BACKGROUND: Communication at transitions of care in acute care settings can be complex and challenging, with important information about patients not always clearly transferred between responsible healthcare providers. Involving patients and their families in communication during transitions of care may improve the transfer of clinical information and patient outcomes and prevent adverse events during hospitalization and following discharge. Recently, optimizing patient and family participation during care transitions has been acknowledged as central to the implementation of patient-centred care.
DESIGN: Integrative review with potential for meta-analysis and application of framework synthesis.
REVIEW METHOD: The review will evaluate and synthesize qualitative and quantitative research evidence identified through a systematic search. Primary studies will be selected according to inclusion criteria.
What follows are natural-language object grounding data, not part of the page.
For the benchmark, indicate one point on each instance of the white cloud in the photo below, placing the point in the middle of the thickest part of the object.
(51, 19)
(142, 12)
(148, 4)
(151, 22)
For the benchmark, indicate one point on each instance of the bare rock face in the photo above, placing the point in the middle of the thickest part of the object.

Data collection, quality appraisal and analysis of the evidence will be conducted by at least two authors. Nine electronic databases (including CINAHL and Medline) will be searched. The search will be restricted to 10 years up to December 2013. Data analysis will include content and thematic analysis.
DISCUSSION: The review will seek to identify all types of patient engagement activities employed during transitions of care communication. The review will identify enablers for and barriers to engagement for patients, families and health professionals. Key strategies and tools for improving patient engagement, clinical communication and promoting patient-centred care will be recommended based on findings.